Secondo una fonte, gli ingegneri di Microsoft - principale partner di OpenAI per il deployment dei modelli AI - si stanno già preparando per ospitare Orion su Azure già da novembre. Sebbene all'interno di OpenAI Orion sia considerato il successore di GPT-4, non è ancora chiaro se l'azienda lo commercializzerà esternamente con il nome di GPT-5.
Un dirigente di OpenAI ha anticipato che Orion potrebbe essere fino a 100 volte più potente di GPT-4. Si tratta di un modello separato rispetto a o1, il modello di ragionamento rilasciato da OpenAI a settembre 2023. L'obiettivo a lungo termine dell'azienda è combinare i suoi diversi modelli LLM per creare un sistema ancora più capace, che potrebbe avvicinarsi al concetto di intelligenza artificiale generale (AGI).
Lo sviluppo di Orion
Secondo quanto riportato in precedenza, OpenAI avrebbe utilizzato o1 (nome in codice Strawberry) per generare dati sintetici utili all'addestramento di Orion.

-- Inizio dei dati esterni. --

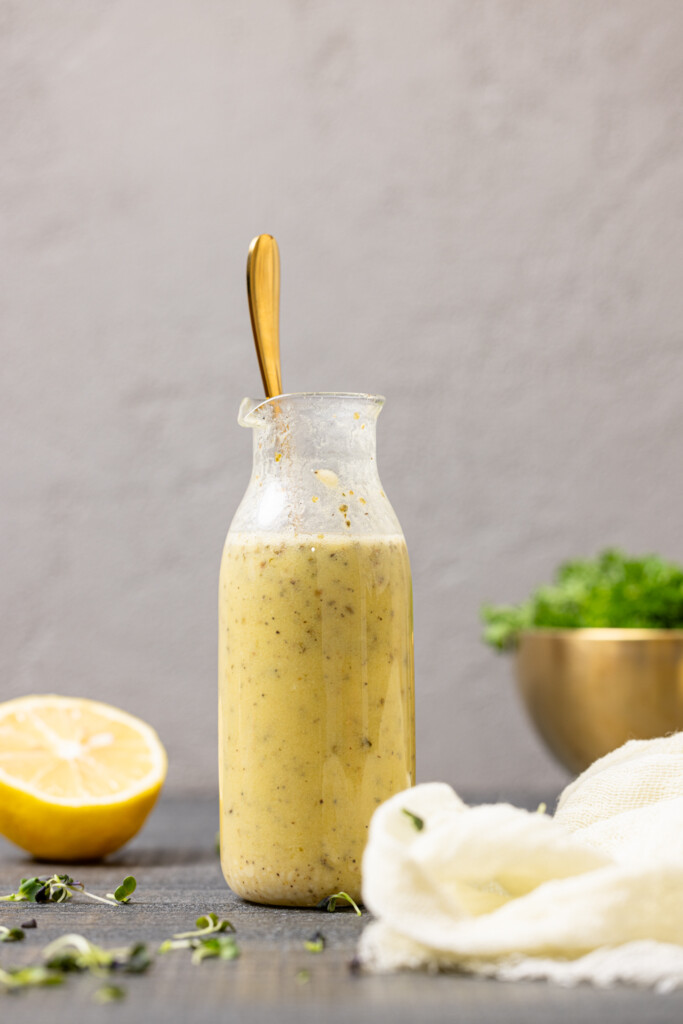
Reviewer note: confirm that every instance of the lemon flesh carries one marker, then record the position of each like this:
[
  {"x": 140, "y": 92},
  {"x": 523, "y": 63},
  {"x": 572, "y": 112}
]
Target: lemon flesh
[{"x": 77, "y": 777}]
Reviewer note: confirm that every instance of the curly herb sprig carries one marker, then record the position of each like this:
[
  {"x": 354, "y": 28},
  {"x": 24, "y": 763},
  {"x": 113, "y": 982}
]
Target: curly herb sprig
[{"x": 613, "y": 591}]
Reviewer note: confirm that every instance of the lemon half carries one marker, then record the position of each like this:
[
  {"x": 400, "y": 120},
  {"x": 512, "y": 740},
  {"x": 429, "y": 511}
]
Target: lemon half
[{"x": 77, "y": 777}]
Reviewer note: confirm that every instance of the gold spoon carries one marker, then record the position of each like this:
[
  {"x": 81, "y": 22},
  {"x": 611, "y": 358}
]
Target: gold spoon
[{"x": 263, "y": 293}]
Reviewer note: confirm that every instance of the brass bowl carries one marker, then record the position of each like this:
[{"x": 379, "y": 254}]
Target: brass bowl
[{"x": 590, "y": 690}]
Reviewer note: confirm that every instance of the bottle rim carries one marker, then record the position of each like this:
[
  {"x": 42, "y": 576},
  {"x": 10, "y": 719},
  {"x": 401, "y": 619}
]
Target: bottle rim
[{"x": 251, "y": 407}]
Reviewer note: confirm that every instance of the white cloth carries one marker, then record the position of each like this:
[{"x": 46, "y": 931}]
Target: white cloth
[{"x": 593, "y": 894}]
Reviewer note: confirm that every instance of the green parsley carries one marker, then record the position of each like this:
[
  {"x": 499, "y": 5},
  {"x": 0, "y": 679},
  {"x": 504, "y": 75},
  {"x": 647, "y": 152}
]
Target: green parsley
[{"x": 613, "y": 590}]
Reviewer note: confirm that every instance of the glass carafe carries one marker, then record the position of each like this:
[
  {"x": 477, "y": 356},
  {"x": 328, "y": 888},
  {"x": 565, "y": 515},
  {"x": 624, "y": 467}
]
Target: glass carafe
[{"x": 315, "y": 652}]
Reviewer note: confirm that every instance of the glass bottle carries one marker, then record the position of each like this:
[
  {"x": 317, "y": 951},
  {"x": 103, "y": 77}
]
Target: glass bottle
[{"x": 315, "y": 652}]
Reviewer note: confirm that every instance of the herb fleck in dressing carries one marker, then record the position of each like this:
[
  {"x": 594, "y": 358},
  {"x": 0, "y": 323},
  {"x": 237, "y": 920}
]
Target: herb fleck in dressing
[{"x": 315, "y": 680}]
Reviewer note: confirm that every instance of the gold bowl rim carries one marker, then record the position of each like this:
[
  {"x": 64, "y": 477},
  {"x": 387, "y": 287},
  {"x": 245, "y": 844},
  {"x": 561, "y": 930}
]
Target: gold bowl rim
[{"x": 600, "y": 633}]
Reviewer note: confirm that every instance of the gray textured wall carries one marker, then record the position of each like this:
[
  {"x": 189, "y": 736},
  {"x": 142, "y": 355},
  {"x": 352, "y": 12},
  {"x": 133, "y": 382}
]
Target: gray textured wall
[{"x": 479, "y": 208}]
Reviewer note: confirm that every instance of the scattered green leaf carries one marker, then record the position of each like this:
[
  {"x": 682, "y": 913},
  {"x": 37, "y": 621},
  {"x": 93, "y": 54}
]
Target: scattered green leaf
[
  {"x": 123, "y": 892},
  {"x": 222, "y": 946},
  {"x": 75, "y": 952},
  {"x": 209, "y": 939},
  {"x": 28, "y": 977},
  {"x": 330, "y": 902},
  {"x": 418, "y": 822},
  {"x": 315, "y": 944}
]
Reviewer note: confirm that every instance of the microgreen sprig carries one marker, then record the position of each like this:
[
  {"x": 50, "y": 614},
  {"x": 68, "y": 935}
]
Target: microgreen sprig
[
  {"x": 207, "y": 941},
  {"x": 29, "y": 977},
  {"x": 75, "y": 952},
  {"x": 123, "y": 892},
  {"x": 59, "y": 888},
  {"x": 330, "y": 902}
]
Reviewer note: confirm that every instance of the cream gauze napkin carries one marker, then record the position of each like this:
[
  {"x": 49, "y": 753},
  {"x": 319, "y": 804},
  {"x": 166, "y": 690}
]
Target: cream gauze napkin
[{"x": 594, "y": 893}]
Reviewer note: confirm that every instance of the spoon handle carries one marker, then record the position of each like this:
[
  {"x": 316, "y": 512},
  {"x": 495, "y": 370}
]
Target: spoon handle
[{"x": 263, "y": 293}]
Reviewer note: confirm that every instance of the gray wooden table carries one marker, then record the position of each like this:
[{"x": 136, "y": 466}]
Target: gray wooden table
[{"x": 179, "y": 877}]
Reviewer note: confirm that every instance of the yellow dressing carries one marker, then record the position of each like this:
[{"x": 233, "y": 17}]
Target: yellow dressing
[{"x": 316, "y": 705}]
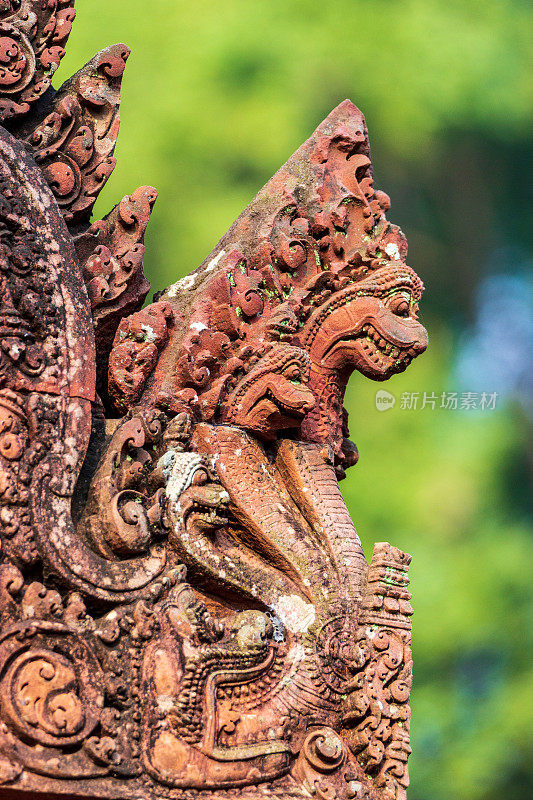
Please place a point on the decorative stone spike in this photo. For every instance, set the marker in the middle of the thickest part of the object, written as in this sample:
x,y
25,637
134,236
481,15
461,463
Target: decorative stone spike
x,y
74,143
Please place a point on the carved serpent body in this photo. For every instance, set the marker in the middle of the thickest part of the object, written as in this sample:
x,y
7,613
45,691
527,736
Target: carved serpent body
x,y
215,441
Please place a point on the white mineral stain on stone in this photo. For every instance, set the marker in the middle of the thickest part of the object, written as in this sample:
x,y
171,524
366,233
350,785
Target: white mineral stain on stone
x,y
295,613
165,703
392,250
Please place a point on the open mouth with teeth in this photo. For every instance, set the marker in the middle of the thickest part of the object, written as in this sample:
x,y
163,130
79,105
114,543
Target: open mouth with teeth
x,y
278,405
378,356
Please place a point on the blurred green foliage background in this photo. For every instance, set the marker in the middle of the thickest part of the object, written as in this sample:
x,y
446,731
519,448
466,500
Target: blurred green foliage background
x,y
217,95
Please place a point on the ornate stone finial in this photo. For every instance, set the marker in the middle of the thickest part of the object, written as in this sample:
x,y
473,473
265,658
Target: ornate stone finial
x,y
185,606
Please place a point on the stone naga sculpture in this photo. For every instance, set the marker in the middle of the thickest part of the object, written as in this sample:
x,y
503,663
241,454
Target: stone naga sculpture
x,y
186,609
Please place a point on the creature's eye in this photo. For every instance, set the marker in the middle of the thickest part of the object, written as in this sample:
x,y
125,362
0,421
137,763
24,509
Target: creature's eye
x,y
293,373
400,304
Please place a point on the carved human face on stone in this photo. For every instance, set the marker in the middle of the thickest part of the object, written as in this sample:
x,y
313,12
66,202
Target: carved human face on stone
x,y
273,396
371,327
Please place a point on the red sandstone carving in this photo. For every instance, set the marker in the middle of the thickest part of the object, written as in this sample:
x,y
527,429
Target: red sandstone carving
x,y
185,604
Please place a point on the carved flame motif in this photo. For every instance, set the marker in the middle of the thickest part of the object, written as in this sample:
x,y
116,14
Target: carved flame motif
x,y
185,605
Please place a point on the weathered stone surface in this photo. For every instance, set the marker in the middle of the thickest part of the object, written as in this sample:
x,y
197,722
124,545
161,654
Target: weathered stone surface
x,y
186,609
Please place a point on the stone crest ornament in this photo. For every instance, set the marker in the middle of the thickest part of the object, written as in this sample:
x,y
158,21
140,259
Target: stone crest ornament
x,y
186,609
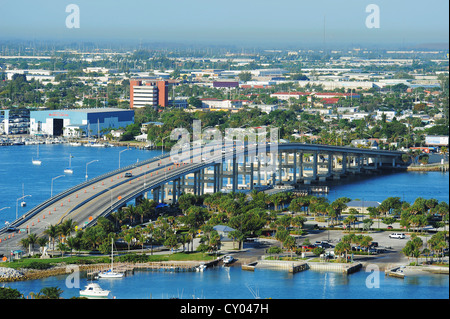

Una fonte ha rivelato a The Verge che a settembre i ricercatori di OpenAI hanno organizzato un happy hour per celebrare il completamento dell'addestramento del nuovo modello.
Questo tempismo coincide con un post criptico pubblicato su X (ex Twitter) dal CEO di OpenAI Sam Altman, in cui affermava di essere "entusiasta che le costellazioni invernali stiano per sorgere presto". Chiedendo a ChatGPT o1-preview di interpretare il post di Altman, il sistema suggerisce che si tratti di un riferimento alla parola Orion, la costellazione invernale più visibile nel cielo notturno da novembre a febbraio.
Il contesto aziendale
Il lancio di questo nuovo modello arriva in un momento cruciale per OpenAI. L'azienda ha recentemente chiuso un round di finanziamento storico da 6,6 miliardi di dollari, che richiede una ristrutturazione in entità a scopo di lucro.
Contemporaneamente, OpenAI sta affrontando un significativo turnover del personale. Recentemente, il CTO Mira Murati ha annunciato le sue dimissioni, insieme a Bob McGrew, chief research officer dell'azienda, e Barret Zoph, VP of post training.
Implicazioni per il settore dell'IA
Il lancio di Orion potrebbe segnare un importante passo avanti nel campo dell'intelligenza artificiale. Con una potenza potenzialmente 100 volte superiore a GPT-4, il nuovo modello potrebbe aprire nuove frontiere in termini di capacità e applicazioni dell'IA.
La strategia di rilascio graduale, partendo dalle aziende partner, suggerisce che OpenAI stia adottando un approccio più cauto e mirato rispetto ai lanci precedenti. Questo potrebbe essere motivato dalla volontà di testare e perfezionare il modello in scenari di utilizzo reale prima di renderlo ampiamente disponibile.
L'integrazione pianificata con Azure di Microsoft sottolinea inoltre la stretta collaborazione tra le due aziende e il ruolo chiave che Orion potrebbe giocare nell'ecosistema cloud di Microsoft.
Prospettive future
Se le prestazioni di Orion saranno all'altezza delle aspettative, potrebbe rappresentare un significativo passo avanti verso l'obiettivo di OpenAI di sviluppare un'intelligenza artificiale generale. La combinazione di diversi modelli LLM potrebbe portare a sistemi AI sempre più sofisticati e versatili.
Tuttavia, il lancio di un modello così potente solleva anche importanti questioni etiche e di sicurezza. Sarà cruciale osservare come OpenAI gestirà il rilascio di Orion e quali misure adotterà per garantire un utilizzo responsabile e sicuro di questa tecnologia avanzata.
In conclusione, il lancio imminente di Orion rappresenta un momento significativo non solo per OpenAI, ma per l'intero settore dell'intelligenza artificiale. Gli sviluppi dei prossimi mesi saranno fondamentali per comprendere l'impatto effettivo di questo nuovo modello e le sue potenziali applicazioni in diversi campi.